Suppose, for example, someone were to challenge such an assertion by demanding empirical proof that would clearly “illustrate the text”.

How many assumptions qua loops would one be expected to jump through?

And then the part that most interest me: How would a perfect God judge the behaviors of considerably less than perfect mere mortals — given that mere mortals can never hope to transcend “I” as an “existential contraption” in the context of conflicting values?

What would it mean to judge perfectly here?

How would one even begin to suggest an example of this?

My dad can beat up your dad.

nuh-uh! my dad has bigger muscles!

Yeah, but can your God beat up all the other Gods described here?

And, if so, prove it!

Here the difficulty always revolves around the irresistible force and the immovable object:

1] that those who believe in God have no capacity [empirically] to demonstrate that those who do not believe in God are wrong
2] that those who do not believe in God have no capacity [empirically] to demonstrate that those who do believe in God are wrong

That both sides often refuse to budge an inch merely exposes the extent to which human minds [most of them] refuse to acknowledge that, “there are things we don’t know we don’t know”.

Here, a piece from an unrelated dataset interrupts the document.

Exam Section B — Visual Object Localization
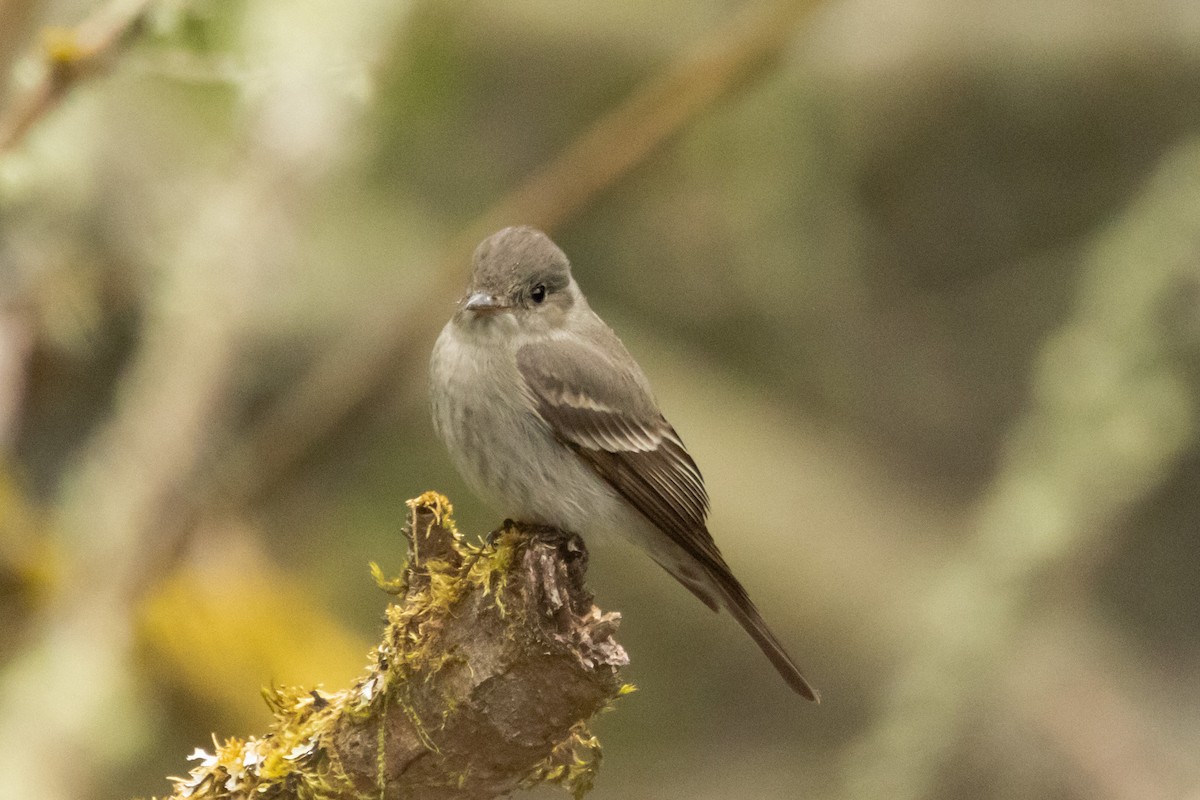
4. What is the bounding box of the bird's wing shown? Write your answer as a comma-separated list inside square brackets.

We will go to the grave grappling with that staggering chasm between what we think we know about Existence [human or otherwise] and all that would need to be known in order to understand it.

The rest seems hopelessly entangled in the mystery that is human psychology.

In other words, whatever that means.

Okay, he means this derisively.

But then so do I.

You have any number of theists here trying to reconfigure any critique of religion into just another religion.

Thus:

And this is often asserted with nary a hint of irony. As though they are not insisting themselves that their own frame of mind isn’t that which all rational men and women are obligated to embrace.

Here the bottom line has always seemed rather obvious to me.

If you are the one arguing for the existence of God, then you are the one obligated to demonstrate that a God, the God, my God does in fact exist.

And not merely defined into existence, or created out of a world of words, or “proven” to exist because science has yet to encompass an explanation for the existence of, among other things, DNA and the human brain.

And that’s before we get to theodical quandaries; or in reconciling “free will” with an omniscient Creator.

Your challenge:

To encompass the human soul in language even more vague.

And only then to intertwine that general description into a general description of the relationship between the behaviors that you choose on this side of the grave and that which you imagine your fate to be on the other side of the grave.

An argument that is so entirely indefinite there is not a single possibility that anyone might actually falsify or refute it.

[attachment=0]calvin-hobbes-god-chicken.gif[/attachment]

No, you are probably right.

But then it’s straight back to the gap between professing to believe what we do about God “in our head”, and demonstrating to others that all rational men and women are obligated to believe the same.

Beyond that there is only a leap of faith.

Later though there’s the part about immortality, salvation and divine justice. And yet here too, beyond a leap of faith, what do we really know about them?

In other words, even cartoon characters grasp that crucial relationship between choosing behaviors on this side of the grave, and the consequences of making those choices on the other side.

Religion? When push comes to shove it’s always about Judgment Day.